The horizontal axis refers to the data stream, while the vertical axis refers to the instruction stream. A stream in this context is a flow of data or instructions. A single stream issues a one element per time unit, similar to a queue. In contrast, multiple streams typically issue many elements per time unit (think of multiple queues). Thus, a single instruction stream (SI) issues a single instruction per time unit, while a multiple instruction stream (MI) issues many instructions per time unit. Likewise a single data stream (SD) issues one data element per time unit, while a multiple data stream (MD) issues many data elements per time unit.
A processor can be classified into one of four categories based on the types of streams it employs:
SISD On a SISD machine, there is a single control unit processing a single stream of instructions, allowing it to execute only one instruction at a time. Likewise, the processor can only process a single stream of data, or process one data unit at a time. Most commercially-available processors prior to the mid-2000s were SISD machines.
MISD systems (Multiple Instruction/Single Data) have multiple instruction units performing on a single data stream. MISD systems were typically designed for incorporating fault tolerance in mission-critical systems, such as the flight control programs for NASA shuttles. That said, MISD machines are rarely used in practice anymore.

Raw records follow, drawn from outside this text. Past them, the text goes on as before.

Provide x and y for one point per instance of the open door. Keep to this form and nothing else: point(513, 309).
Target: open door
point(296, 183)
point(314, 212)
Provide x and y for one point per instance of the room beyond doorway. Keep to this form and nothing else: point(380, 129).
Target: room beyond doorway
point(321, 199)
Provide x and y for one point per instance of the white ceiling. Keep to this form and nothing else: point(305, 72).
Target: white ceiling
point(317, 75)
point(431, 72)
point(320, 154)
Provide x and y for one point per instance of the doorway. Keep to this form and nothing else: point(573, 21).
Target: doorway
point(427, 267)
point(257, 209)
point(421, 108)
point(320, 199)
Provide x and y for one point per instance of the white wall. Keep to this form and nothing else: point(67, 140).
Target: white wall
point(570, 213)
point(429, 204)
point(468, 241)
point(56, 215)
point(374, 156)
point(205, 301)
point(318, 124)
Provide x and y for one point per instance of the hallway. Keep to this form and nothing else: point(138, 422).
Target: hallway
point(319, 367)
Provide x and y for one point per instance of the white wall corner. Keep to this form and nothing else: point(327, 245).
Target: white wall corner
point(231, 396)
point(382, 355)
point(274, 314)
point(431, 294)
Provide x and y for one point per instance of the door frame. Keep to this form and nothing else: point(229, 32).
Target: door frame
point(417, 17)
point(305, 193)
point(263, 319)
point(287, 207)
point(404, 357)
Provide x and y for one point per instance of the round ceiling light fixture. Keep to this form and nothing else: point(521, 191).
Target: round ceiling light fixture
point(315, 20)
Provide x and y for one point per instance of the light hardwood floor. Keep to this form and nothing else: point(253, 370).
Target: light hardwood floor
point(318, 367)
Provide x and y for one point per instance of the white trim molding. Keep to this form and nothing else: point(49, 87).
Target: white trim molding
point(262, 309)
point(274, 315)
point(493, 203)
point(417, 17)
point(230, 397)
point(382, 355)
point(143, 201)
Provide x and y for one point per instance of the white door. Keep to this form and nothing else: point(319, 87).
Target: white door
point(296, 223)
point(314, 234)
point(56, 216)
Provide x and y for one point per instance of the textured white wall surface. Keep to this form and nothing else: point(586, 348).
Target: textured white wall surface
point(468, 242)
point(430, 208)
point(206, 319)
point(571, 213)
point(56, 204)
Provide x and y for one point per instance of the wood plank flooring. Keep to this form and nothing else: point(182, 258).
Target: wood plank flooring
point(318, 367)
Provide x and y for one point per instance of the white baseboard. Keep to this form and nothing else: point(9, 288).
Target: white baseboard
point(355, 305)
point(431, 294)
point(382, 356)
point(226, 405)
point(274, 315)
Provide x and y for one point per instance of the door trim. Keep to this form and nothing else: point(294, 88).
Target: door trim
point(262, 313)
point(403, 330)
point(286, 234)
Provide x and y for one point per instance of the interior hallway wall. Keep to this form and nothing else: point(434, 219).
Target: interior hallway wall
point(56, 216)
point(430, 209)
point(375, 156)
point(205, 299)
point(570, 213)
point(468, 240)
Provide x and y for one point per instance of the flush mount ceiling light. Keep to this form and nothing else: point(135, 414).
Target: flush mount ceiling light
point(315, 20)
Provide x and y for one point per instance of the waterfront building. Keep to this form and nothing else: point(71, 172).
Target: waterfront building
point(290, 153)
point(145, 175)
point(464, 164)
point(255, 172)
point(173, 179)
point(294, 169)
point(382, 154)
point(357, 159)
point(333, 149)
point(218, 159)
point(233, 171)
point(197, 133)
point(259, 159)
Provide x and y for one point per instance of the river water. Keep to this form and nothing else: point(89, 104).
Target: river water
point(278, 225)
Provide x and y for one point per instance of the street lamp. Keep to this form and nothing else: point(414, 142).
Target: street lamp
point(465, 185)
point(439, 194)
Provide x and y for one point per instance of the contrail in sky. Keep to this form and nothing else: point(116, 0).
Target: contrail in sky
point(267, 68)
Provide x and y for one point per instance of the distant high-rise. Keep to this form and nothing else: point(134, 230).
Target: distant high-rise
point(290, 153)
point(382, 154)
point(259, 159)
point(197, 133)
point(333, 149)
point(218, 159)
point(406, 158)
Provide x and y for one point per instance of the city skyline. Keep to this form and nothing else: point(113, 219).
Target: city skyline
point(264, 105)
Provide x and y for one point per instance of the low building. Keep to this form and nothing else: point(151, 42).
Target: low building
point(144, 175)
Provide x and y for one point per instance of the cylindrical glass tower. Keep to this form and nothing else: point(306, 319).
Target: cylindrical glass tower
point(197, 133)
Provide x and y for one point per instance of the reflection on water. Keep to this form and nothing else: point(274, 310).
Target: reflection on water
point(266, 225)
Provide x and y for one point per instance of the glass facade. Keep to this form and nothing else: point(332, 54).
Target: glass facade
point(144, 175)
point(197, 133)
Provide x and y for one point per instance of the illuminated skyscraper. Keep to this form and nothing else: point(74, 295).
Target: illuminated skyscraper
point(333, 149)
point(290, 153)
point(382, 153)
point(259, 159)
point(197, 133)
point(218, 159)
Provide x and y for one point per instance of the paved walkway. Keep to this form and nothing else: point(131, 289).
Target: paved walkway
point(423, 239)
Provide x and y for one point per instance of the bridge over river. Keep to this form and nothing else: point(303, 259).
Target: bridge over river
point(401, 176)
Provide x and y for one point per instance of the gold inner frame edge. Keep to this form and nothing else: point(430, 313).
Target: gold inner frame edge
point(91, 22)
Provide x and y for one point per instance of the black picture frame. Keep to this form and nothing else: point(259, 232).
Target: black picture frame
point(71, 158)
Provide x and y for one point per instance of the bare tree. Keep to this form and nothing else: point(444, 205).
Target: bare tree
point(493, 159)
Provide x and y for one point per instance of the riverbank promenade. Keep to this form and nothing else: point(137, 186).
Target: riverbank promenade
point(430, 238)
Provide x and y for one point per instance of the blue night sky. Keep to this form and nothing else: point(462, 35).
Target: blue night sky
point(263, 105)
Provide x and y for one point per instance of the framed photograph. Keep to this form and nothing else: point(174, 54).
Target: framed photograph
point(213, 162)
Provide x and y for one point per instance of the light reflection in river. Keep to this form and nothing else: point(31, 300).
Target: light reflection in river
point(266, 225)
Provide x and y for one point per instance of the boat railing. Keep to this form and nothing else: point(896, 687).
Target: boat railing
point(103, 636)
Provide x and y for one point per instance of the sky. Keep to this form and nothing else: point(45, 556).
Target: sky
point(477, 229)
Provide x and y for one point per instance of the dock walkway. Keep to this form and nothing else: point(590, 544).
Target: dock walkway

SIMD systems (Single Instruction/Multiple Data) execute the same instruction on multiple data simultaneously and in lock-step fashion. During a "Lock-step" execution, all instructions are placed into a queue, while data is distributed amongst different compute units. During execution, each compute unit executes the first instruction in the queue simultaneously, before simultaneously executing the next instruction in the queue, and then the next, and so forth. The most well known example of the SIMD architecture is the Graphics Processing Unit (GPU). Early supercomputers also followed the SIMD architecture. We discuss GPUs more in the next section.
MIMD systems (Multiple Instruction/Multiple Data) represent the most widely used architecture class. They are extremely flexible and have the ability to work on multiple instructions or multiple data streams. Since nearly all modern computers use multicore CPUs, most are classified as MIMD machines. We discuss another class of MIMD systems, distributed memory systems, in Section 15.2.